Sigh. So why doesn't the Linux community just man-up, and start backing Linux-oriented hardware manufacturers? This pansy whiny attitude from the Linux community got tiresome 10 years ago. Today, it's just absurd.
Please just quit whining, and quit trying to "make Microsoft our bitch", and start supporting hardware companies that are already on your side, and completely ignore Microsoft and hardware companies that bow to them.
> So why doesn't the Linux community just man-up, and start backing Linux-oriented hardware manufacturers?
We do. The problem is this increases their sales by 1% in notebooks and desktops. There just isn't that many people who want to run Linux on their computers.
Microsoft will cleverly induce hardware makers to build those single-purpose locked down tablets to force some market share for a solution they know can't compete on a level playfield. And they'll do so by threatening to increase the exto^H^H^H^Hlicensing fees on patents Android "violates". Watch for those increases after they acquire what's left of Nokia.
There just isn't that many people who want to run Linux on their computers.
Yes there is.
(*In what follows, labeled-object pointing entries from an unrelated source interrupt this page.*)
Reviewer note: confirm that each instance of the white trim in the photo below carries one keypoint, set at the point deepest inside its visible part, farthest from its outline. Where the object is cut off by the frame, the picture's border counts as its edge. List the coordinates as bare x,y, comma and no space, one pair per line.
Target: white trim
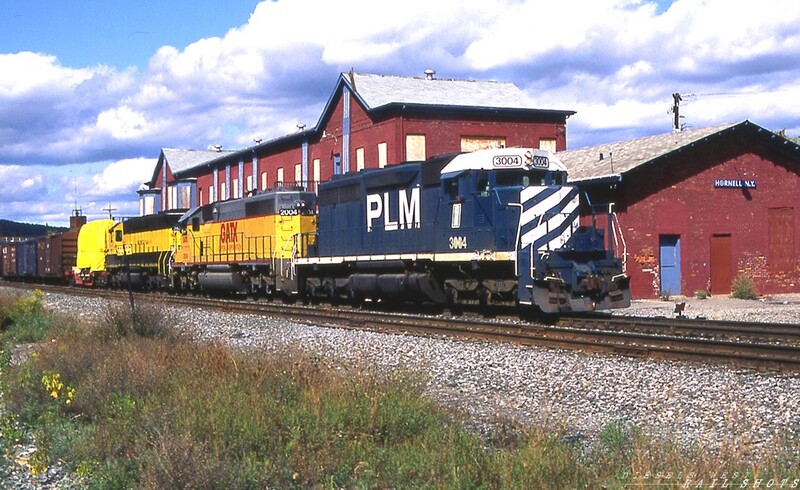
486,256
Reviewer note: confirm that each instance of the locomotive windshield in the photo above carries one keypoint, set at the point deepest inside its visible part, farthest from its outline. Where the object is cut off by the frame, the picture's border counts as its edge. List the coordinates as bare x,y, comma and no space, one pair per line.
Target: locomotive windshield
526,178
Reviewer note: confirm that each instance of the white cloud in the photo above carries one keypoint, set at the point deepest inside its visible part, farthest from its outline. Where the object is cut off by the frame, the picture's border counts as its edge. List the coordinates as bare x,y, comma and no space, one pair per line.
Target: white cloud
616,62
124,176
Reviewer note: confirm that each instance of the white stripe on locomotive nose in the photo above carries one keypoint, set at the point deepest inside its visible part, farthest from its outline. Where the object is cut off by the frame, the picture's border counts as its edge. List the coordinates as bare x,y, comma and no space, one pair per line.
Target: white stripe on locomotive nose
551,224
540,208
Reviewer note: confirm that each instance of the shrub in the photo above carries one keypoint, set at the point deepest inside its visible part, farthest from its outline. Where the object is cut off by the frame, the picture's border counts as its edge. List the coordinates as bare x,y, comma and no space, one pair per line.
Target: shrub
25,319
744,287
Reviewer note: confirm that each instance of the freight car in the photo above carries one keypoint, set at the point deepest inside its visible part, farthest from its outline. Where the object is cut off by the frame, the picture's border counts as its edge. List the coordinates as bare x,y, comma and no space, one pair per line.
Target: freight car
492,226
244,245
49,258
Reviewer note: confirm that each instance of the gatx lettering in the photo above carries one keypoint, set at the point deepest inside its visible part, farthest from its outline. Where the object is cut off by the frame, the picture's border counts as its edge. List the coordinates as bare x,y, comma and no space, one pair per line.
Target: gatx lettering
383,206
228,232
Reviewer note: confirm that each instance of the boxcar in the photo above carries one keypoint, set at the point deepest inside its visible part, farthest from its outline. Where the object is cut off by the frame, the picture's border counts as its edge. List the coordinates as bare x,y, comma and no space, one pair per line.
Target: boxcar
27,258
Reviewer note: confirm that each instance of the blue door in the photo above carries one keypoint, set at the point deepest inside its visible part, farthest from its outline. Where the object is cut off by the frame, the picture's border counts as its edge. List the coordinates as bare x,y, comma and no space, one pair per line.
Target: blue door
670,261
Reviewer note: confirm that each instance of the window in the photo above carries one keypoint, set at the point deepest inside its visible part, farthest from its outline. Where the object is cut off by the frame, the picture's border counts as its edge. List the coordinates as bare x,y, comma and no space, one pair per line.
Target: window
359,158
315,177
184,197
780,223
473,143
548,144
415,147
337,164
172,198
382,155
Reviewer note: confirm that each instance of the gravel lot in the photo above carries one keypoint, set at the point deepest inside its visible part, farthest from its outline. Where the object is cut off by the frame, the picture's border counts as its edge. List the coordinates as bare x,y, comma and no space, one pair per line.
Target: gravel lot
709,406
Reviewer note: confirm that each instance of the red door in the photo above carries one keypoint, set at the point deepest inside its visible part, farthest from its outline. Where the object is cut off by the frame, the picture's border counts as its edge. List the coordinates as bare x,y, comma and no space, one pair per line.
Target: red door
721,264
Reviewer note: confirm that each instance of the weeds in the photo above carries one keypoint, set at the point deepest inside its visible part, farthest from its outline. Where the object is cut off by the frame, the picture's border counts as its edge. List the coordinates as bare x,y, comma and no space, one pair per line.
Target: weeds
134,406
744,287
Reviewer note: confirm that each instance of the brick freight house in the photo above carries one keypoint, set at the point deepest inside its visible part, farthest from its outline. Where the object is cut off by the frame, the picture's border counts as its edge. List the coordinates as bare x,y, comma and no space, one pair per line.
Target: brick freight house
697,208
369,121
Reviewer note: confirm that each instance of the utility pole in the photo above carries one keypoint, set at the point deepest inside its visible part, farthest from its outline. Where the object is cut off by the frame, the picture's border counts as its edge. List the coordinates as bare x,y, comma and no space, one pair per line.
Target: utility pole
110,209
676,97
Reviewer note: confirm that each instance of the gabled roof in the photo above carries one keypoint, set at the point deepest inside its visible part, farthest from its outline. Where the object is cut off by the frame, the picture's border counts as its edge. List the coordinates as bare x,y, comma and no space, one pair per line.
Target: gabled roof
384,92
613,160
381,90
179,160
I know lots of people who run Linux on their desktop. And I bet there's probably even more people that would be interested in a Linux tablet. The argument that Linux is this totally obscure precious little snowflake just doesn't work anymore.
For varying definitions of "totally", "obscure" and "sucking". In my opinion, Mac and Windows "suck" compared to my Linux desktop, but I'm not going to assert that as fact.
1-2% of a global desktop computing market is small in percentage, but ENORMOUS in total numbers. We're talking about many, many millions of users. And that's just desktop. The potential size of a Linux tablet market is really quite big.
But none of that matters if Linux enthusiasts only want to buy a Windows tablet, and reformat it with a free version of Linux that barely works on that hardware.
There are a ton of craptablets based on Rockchip SoCs. Even so, a craptablet running "real Linux" would probably cost more than the equivalent Android version.
The demoscene people do some really amazing work with some very basic hardware, so why can't that kind of talent be applied to making a really ripping Linux tablet?
If they try and fail, they'll have no one to blame but themselves; if they don't try then they can keep shifting the blame. I suspect that Shuttleworth is aware of Kay's wisdom about building your own hardware, but the market is probably not there.